Occasionally we see absolutely massive basic blocks, typically in global constructors that are vulnerable to heavy inlining. When these blocks are dense with DBG_VALUE instructions, we can hit near quadratic complexity in DwarfDebug's validThroughout function. The problem is caused by:
- validThroughout having to step through all instructions in the block to examine their lexical scope, and
- a high proportion of instructions in that block being DBG_VALUEs for a unique variable fragment,
Leading to us stepping through every instruction in the block, for (nearly) each instruction in the block. In the particular sample I'm looking at, there's a block with 120K instructions and maybe two-thirds of them are DBG_VALUEs. Not running validThroughout for this block cuts time in DWARF emission in half (which is many tens of seconds).

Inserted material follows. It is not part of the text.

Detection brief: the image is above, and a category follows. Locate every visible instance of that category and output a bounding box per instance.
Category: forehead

By adding this guard, we force variables in this block to use a location list rather than a single-location expression, as shown in the added test . This shouldn't change the meaning of the output DWARF at all: instead we use a less efficient DWARF encoding to avoid a poor-performance code path. In the long term this could be fixed by Orlando's D82129 providing enough instruction ordering information to make validThroughouts checks less complex, but we're not there yet.
The testing technique is shamelessly ripped off from D80662. I've used a set of very-large block pointers rather than calling size() each time, because size() isn't constant-time with ilists.
The default setting of blocks that are over 30,000 instructions long being considered too large isn't determined scientifically; rather, it solves the problem in front of me, and doesn't trigger on a stage2 clang build. Suggestions on a good mechanism to pick this number most welcome.
Not very important, but: Assuming that VeryLargeBlocks will only be populated in the pathological case, micro-optimizing with a *Small*PtrSet seems unnecessary. Perhaps it's more memory-efficient on average to just use a DenseSet?